Segue abaixo um despreocupado deixar, o pensamento voar. Se tiver alguma coisa boa, foi o dedo do Espírito. Se não, basta deixar prá lá. Não vou me acusar, nem me enganar! Deixo a ti a boa capacidade de separar o que presta e o que não; portanto, para Deus, com seu amor, alimentar teu coração, escrevi o que escrevi.
Fazer silêncio, um aliado, um arrimo, um protetor fiel e seguro. Há uma disciplina do silêncio a ser cultivada, para que a santidade divina seja cultuada e se irradie em vida inteira no pulsar coração.
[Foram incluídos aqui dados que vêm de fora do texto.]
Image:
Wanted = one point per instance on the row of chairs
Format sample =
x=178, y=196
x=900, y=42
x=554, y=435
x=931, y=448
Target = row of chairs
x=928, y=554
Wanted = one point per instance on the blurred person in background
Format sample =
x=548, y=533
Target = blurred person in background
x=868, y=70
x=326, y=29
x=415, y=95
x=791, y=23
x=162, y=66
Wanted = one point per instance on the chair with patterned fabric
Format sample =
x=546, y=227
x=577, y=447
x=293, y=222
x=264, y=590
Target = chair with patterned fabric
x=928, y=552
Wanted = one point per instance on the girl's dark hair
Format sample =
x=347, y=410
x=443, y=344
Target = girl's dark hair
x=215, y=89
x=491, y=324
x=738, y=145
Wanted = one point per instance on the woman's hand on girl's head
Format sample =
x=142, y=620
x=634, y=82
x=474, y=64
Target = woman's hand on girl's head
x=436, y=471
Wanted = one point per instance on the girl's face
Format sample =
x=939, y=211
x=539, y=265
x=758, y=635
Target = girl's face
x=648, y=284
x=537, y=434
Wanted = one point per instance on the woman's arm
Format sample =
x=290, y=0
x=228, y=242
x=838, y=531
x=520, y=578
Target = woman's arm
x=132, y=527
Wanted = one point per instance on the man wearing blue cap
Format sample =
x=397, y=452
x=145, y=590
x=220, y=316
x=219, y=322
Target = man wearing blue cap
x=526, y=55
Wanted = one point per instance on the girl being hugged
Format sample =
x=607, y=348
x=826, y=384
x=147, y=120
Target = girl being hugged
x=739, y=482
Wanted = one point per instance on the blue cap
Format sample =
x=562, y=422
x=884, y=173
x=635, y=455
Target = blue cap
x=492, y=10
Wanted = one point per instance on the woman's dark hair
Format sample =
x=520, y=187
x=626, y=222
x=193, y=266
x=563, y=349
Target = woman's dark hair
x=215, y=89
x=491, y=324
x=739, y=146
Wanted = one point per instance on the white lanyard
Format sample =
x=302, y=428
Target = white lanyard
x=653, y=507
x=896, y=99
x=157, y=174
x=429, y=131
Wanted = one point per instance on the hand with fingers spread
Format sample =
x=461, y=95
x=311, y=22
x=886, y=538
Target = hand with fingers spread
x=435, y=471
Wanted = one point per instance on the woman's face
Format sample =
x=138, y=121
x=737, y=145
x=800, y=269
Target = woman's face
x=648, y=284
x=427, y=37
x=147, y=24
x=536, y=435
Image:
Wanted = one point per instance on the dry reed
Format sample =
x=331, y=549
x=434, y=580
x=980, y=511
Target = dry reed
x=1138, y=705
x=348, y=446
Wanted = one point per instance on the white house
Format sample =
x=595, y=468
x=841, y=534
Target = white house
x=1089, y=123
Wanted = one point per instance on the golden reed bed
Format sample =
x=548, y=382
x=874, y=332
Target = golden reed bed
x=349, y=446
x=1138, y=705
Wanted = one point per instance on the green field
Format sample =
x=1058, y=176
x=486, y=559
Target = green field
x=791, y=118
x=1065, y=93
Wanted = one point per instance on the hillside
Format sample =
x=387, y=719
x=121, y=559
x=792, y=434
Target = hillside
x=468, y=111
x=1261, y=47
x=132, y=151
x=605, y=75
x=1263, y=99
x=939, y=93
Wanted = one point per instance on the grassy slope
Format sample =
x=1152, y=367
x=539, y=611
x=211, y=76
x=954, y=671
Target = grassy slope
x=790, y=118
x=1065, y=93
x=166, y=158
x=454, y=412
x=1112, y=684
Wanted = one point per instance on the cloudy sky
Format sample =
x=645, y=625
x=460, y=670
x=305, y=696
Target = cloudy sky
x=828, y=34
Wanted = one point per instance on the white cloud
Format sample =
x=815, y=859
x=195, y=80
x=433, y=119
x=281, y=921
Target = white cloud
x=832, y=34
Sim, o silêncio, mais que ausência de palavras ou de sons, é vazio, é dar espaço para, no compasso do Coração de Cristo deixar a alma interior viver. São tantas vozes que gritam! São tantos sons que agitam! Como escutar? É preciso calar, por-se a silenciar e deixar desencadear a força transformadora da Palavra criadora e doadora de sentido.
Barulhos, ruídos, vozes, clamores, cheios de ardores. É preciso por os controles e acionar os sinalizadores que o rumo não deixa perder. Quem compreenderá tal dinâmica do vazio, deste profundo calar? Quem e somente quem a Palavra Eterna um dia ouviu e pressentiu, esquadrinhando o traçado do infinito nela contido.
Caro Filoteu! A solidão do Eterno! Quem a cultua? Quem neste abismo se lança, nunca se cansa e sempre alcança colher o Sumo Bem. Colherá mais quem na profundidade de seu recipiente busca, ensinava o místico pai São João da Cruz. Portanto, superficialidade não combina com anseios fortes, não se articula com radicalidade da vontade e decisão do coração. Quem se dobrará e adorará o tremendo e imperscrutável silêncio do Altíssimo? Só os violentos de coração, somente os inquietos construtores da Pátria pressentida.
O nada! Eis o que somos! Verdade forte, memória da morte ou do não ser. O nada recorda que tudo foi recebido, tudo foi dado, nada é devido. Deus não nos deve nada!!!!! Prostrados ante o Tudo! Eis o caminho da sensatez por ser verdade consumada: somos dom para nós mesmos e para Quem se nos deu. Somos dádiva para o outro, próximo e não próximo, sempre o outro, irmão, companheiro. “ser-com-os-outros”, “ser-para-os-outros”, no dizer do filósofo. Saber-se dom, assumir-se presente é eterno elixir de vitalidade para fazer da vida uma oferta, uma existência para dar-se, consumir-se no sentido profundo do servir.
Filoteu de Betânia, com liberdade eu te pergunto e com humildade te indago: Quem se abaixará para os pés dos outros lavar? Creio ser aquele que soube viver a prostração na adoração. E ali, na calma serena do próprio nada, a alma aniquilada, deixar-se-á ser amada por Quem sua carne mortal assumiu, de modo que nunca se viu tamanho se arrasar. Como o silêncio, cheio de nada, não será uma coisa só com a solidão? Para ambas o vazio é o quinhão. Na festa ou na desolação, na presença sentida ou na ausência sofrida, a certeza da ferida não cauterizada da nostalgia vai inserindo o interior do inefável mistério do velar-se e desvelar-se.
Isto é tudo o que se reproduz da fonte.